Even though there was not a genuine dispute at the time of my serving the statutory demand on the applicant, and I intend to file criminal charges against the applicant for fabricating one, I am forced to accept that in this court I am not able to demonstrate reasonable doubt that the dispute was not genuine.
At attempt was made on my behalf to contact the opposing party last Friday and I intended to inform them of my intention to discontinue, however the representing solicitors have not responded to the phone call.
When I was able to do so, I sent the Notice of Discontinuance by facsimile yesterday afternoon close to 5pm to the opposing party.
In view of the above I ask the court not to add further costs that may be requested by the opposing for today’s proceedings.”
“Having regard to the stage the application for review of the Registrar’s decision has reached, Mr Haynes requires the leave of the Court to discontinue the proceedings to review the Registrar’s decision; Order 22 Rule (2)(1)(d) of the Federal Court Rules.
The Court is prepared to grant that leave on terms that Mr Haynes pays the costs of Lion Advantage Ltd in relation to the proceeding.
Could the parties indicate whether they wish to make any further submissions in writing on this proposal.”
(a) There is a deficiency in the law that guides the Court in its ruling in such matters;
(b) There was a deficiency on the part of solicitors in advising him to continue the case when there was no reasonable chance of success;
(c) He was not in a position to submit evidence that would have shown what he contends is the fraudulent nature of the evidence presented by the applicant;
(d) The applicant has knowingly engaged in an abuse of process;
(e) He intends to make an application for a “mishearing” on the basis of tainted evidence which he claims has been submitted in this proceeding;
(f) He intends to institute criminal proceedings against all the parties involved in this matter;
(g) He lacks the financial resources to pay costs in the matter at this time.

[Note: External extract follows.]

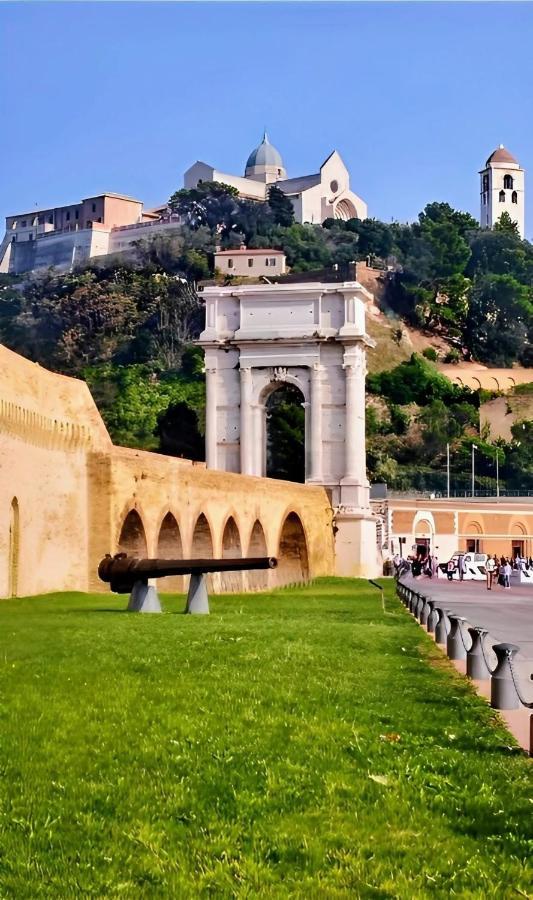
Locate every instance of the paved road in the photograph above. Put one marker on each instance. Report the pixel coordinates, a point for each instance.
(506, 614)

(a) I do not accept that there is a deficiency in the law that guides the Court in its ruling on applications to set aside statutory demands by allowing what the respondent contended was “a low threshold as to what is considered a genuine dispute”. Even if there was such a deficiency in the law it is not for me to change the law or bypass it, particularly having regard to the abundance of authority relating to what is a “genuine dispute” for the purpose of setting aside a statutory demand;
(b) I am not able to determine whether there was, or whether there was not, any deficiency on the part of the respondent’s solicitors in relation to the advice given to the respondent in this proceeding. Even if there was such a deficiency, it has no bearing on who should pay the costs of the review, it does not follow that the applicant should suffer in respect of the costs it has incurred in the proceeding which the respondent wishes to discontinue;
(c) The fact that the respondent may not have been in a position to submit evidence favourable to his case is not relevant on the question of costs in this review where it was commenced by the respondent;
(d) I cannot decide whether, as the respondent alleges, the applicant has knowingly engaged in an abuse of process where the respondent wishes to discontinue the reivew. In any event, it is not an abuse of process for the applicant, served with a statutory demand, to take advantage of a process available to it under the Corporations Act 2001 (Cth) to set aside the statutory demand;
(e) I find it difficult to see how the respondent can make an application for a “mishearing” as he submitted (which I take to be an application for a rehearing of the proceeding before the Registrar) but even if he could that does not affect my decision that the respondent should pay the applicant’s costs of the discontinued application for review of the Registrar’s decision;
(f) Any other proceedings instituted by the respondent against the applicant will need to be dealt with on the merits of these proceedings and any such proceeding has no relevance to the determination of costs in this review proceeding;
(g) I do not consider it is relevant to the determination of the costs of this discontinued proceeding that the respondent may not be able to pay the applicant’s costs.